Tüm yaşananların yüklediği tarihi sorumluluk gereği, şehrinden, mahallesinden, köyünden başlayarak hemen herkesin yapabileceği, direnişi büyütebileceği yöntemler ve imkânlar da vardır. Özgür Kürt’e ve onun yaşamına yönelen hainlere yaşamın gündelik akışı içinde tavır alarak başlanabilir. Düşman sadece asker ve polis değildir. Toplumumuzun içine sızmış ajan işbirlikçilerle, AKP-MHP faşizminin ayakta kalmasını isteyen destekçilerin hepsi düşman kategorisindedir. Akrabalık ve komşuluk ilişkilerine sığınan, Kürtlerin sıcak toplumsal ilişkilerini istismar eden bu ajan işbirlikçi ve destekçiler virüsten daha tehlikeli bir hal oluşturmaktadırlar. Asıl tedbir bunlara karşı alınmalı, mesafe bunlara konulmalıdır. Tüm faşizm destekçileriyle ilişkiler kesilmeli selam dahi verilmemelidir.
YENİDEN YAPILANDIRILAN BİR GÜÇLE AKP-MHP REJİMİNDEN GEREKEN HESABI SORACAĞIZ !
Bu temelde; Ne öz yönetim direnişlerinde kahramanca direnen Mehmet Tunç’u, Seve Demir’i unuttuk ne de devletin vahşice yaptığı katliamları unuttuk.

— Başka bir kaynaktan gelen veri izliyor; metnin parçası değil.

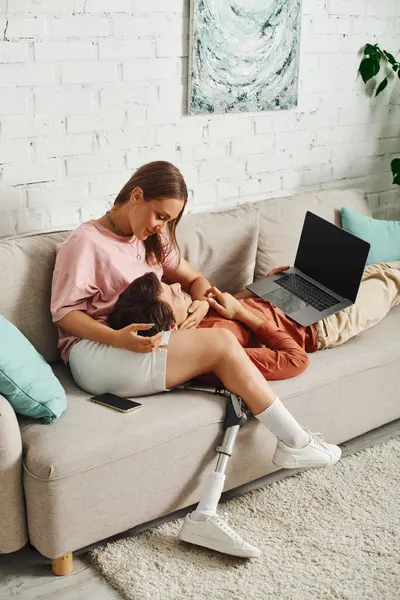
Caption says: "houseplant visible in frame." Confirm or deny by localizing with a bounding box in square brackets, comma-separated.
[359, 44, 400, 185]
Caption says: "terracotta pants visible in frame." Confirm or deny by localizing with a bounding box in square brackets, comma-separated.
[315, 261, 400, 350]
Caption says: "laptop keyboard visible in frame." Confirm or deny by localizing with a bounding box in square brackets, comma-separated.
[275, 273, 339, 311]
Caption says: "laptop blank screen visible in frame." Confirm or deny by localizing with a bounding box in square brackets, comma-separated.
[294, 212, 370, 302]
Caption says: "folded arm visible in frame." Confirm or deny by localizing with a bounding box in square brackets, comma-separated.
[208, 287, 309, 379]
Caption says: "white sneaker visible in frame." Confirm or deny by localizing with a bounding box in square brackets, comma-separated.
[272, 427, 342, 469]
[179, 515, 261, 558]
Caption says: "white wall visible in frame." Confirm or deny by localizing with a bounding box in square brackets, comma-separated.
[0, 0, 400, 236]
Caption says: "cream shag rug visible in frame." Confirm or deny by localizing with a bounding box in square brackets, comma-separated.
[91, 437, 400, 600]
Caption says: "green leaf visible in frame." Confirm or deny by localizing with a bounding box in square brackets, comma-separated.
[390, 158, 400, 174]
[383, 50, 396, 66]
[364, 44, 380, 55]
[375, 77, 388, 96]
[390, 158, 400, 185]
[359, 58, 381, 83]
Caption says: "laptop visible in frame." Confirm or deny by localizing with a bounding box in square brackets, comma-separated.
[246, 211, 370, 327]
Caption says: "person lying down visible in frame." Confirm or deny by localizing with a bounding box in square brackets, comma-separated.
[108, 273, 316, 380]
[108, 261, 400, 380]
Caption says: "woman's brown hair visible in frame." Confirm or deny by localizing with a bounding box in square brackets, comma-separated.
[114, 160, 188, 265]
[108, 272, 175, 336]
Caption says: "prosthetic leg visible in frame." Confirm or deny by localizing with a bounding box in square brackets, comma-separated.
[178, 381, 261, 558]
[177, 380, 247, 475]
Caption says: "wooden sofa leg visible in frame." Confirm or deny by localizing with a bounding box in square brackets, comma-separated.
[51, 552, 72, 575]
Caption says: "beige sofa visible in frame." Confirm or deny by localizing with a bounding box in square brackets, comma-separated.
[0, 190, 400, 573]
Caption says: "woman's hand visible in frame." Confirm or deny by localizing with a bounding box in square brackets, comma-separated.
[205, 286, 243, 319]
[113, 323, 163, 354]
[179, 300, 210, 329]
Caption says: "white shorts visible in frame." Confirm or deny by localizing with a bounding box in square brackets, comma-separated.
[69, 331, 172, 397]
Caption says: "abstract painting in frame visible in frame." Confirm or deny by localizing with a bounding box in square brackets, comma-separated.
[188, 0, 301, 114]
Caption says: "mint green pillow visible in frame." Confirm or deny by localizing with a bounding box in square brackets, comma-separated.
[0, 315, 67, 423]
[341, 208, 400, 265]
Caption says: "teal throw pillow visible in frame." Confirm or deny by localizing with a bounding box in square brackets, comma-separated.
[341, 208, 400, 265]
[0, 315, 67, 423]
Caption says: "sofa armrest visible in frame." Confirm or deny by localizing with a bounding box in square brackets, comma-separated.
[0, 395, 28, 554]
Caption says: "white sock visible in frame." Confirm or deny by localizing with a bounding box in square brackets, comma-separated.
[255, 396, 310, 448]
[190, 471, 225, 521]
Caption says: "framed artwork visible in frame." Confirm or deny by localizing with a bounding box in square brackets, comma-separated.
[188, 0, 301, 115]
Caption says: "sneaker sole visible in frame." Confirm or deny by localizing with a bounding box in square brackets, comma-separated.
[179, 535, 261, 558]
[272, 456, 341, 469]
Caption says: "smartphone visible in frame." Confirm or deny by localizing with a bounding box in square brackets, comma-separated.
[90, 393, 142, 412]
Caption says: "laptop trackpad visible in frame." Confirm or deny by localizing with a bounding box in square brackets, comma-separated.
[263, 287, 308, 315]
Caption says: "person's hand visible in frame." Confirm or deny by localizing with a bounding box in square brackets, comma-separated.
[179, 300, 210, 329]
[267, 265, 290, 277]
[113, 323, 163, 354]
[204, 286, 243, 319]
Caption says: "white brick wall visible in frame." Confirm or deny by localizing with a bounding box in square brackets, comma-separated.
[0, 0, 400, 236]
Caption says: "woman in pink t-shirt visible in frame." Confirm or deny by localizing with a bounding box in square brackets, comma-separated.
[51, 161, 340, 556]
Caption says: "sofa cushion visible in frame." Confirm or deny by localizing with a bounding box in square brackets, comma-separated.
[254, 190, 371, 279]
[273, 306, 400, 403]
[0, 315, 67, 424]
[177, 204, 258, 293]
[0, 231, 69, 362]
[342, 208, 400, 265]
[20, 307, 400, 557]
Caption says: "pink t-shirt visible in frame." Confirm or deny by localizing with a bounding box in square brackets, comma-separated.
[50, 220, 180, 363]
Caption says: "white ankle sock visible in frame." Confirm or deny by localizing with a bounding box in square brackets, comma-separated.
[255, 396, 310, 448]
[190, 471, 225, 521]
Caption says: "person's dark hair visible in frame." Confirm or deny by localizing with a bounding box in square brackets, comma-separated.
[108, 273, 175, 336]
[114, 160, 188, 265]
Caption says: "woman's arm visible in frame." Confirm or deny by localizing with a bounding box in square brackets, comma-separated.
[166, 258, 210, 329]
[55, 310, 162, 353]
[207, 287, 309, 379]
[167, 258, 211, 300]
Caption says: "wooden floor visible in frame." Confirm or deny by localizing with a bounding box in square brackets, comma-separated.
[0, 420, 400, 600]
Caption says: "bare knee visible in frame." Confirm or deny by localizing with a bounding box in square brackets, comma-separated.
[210, 329, 243, 364]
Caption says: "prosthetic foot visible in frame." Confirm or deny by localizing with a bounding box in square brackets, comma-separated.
[179, 381, 261, 558]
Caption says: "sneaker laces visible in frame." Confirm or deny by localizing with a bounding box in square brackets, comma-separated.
[207, 514, 243, 542]
[303, 425, 326, 450]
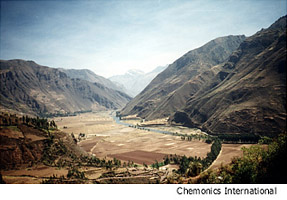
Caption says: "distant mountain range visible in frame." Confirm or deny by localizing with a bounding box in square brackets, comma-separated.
[121, 16, 286, 136]
[59, 68, 125, 92]
[109, 66, 167, 97]
[0, 60, 131, 115]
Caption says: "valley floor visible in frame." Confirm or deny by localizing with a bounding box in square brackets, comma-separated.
[1, 111, 258, 183]
[55, 111, 250, 169]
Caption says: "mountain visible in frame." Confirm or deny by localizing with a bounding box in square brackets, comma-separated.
[170, 16, 286, 136]
[0, 60, 130, 115]
[121, 35, 248, 120]
[59, 68, 125, 92]
[109, 66, 166, 97]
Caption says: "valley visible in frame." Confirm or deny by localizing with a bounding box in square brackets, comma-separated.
[54, 111, 214, 165]
[1, 111, 256, 184]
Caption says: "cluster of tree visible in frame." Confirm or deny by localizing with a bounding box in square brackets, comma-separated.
[80, 155, 122, 170]
[198, 132, 287, 184]
[163, 139, 221, 177]
[67, 167, 86, 179]
[0, 114, 57, 130]
[218, 134, 261, 144]
[41, 110, 92, 118]
[181, 133, 215, 144]
[151, 160, 165, 169]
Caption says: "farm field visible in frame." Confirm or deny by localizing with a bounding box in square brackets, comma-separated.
[55, 112, 214, 165]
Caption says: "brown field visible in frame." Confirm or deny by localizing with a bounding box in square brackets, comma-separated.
[210, 144, 254, 169]
[55, 112, 214, 164]
[109, 150, 168, 165]
[1, 165, 68, 184]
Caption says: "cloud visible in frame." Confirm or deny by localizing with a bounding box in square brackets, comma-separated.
[0, 0, 286, 76]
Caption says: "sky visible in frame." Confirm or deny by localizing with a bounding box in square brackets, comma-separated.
[0, 0, 287, 77]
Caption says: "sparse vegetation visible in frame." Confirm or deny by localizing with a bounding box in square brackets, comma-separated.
[197, 133, 287, 184]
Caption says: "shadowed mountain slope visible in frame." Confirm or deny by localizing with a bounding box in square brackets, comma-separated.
[59, 68, 125, 93]
[0, 60, 130, 115]
[170, 16, 286, 136]
[121, 35, 248, 119]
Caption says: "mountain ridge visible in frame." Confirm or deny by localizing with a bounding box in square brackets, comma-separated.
[121, 35, 248, 119]
[0, 59, 130, 115]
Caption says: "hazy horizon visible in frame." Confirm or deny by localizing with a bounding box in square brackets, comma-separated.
[0, 0, 286, 77]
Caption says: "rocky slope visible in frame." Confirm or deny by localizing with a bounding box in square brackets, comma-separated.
[0, 60, 130, 115]
[59, 68, 126, 93]
[171, 16, 286, 136]
[121, 35, 248, 119]
[109, 66, 166, 97]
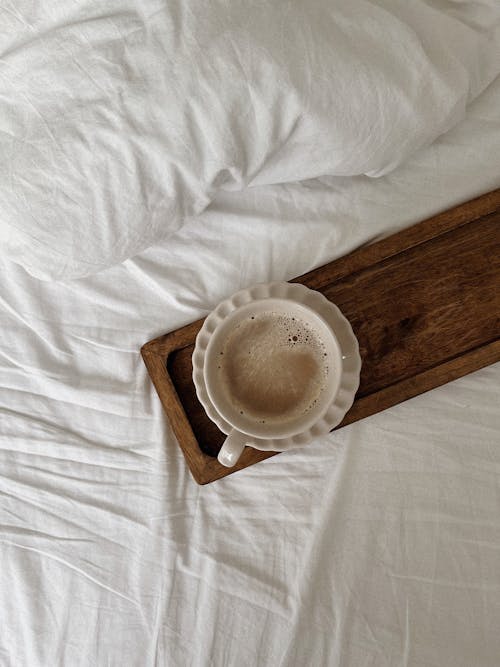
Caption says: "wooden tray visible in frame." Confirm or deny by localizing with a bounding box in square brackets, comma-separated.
[141, 189, 500, 484]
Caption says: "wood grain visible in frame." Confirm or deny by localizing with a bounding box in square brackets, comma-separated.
[141, 190, 500, 484]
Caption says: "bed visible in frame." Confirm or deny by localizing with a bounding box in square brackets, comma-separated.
[0, 1, 500, 667]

Öz yönetim direnişlerinden günümüze, her dakika öfkenin harmanlandığı ve intikam ateşinin gürleşmesi ile geçmiştir. Aradan geçen 4 yıllık süreçte, intikam duyguları ile şehit Çiyager’in zafer tarzını birleştirerek kendini yeniden yapılandıran bir güçle, dönem görevlerine tekrardan yüklenerek faşist AKP-MHP rejiminden gereken hesabı soracağız. Önderliğimiz üzerine uygulanan tecrit kaldırılıp, özgür yaşar ve çalışır koşullara kavuşuncaya, soykırım uygulamaları son bulana kadar her şart ve koşul altında intikam eylemlerimiz sürecektir.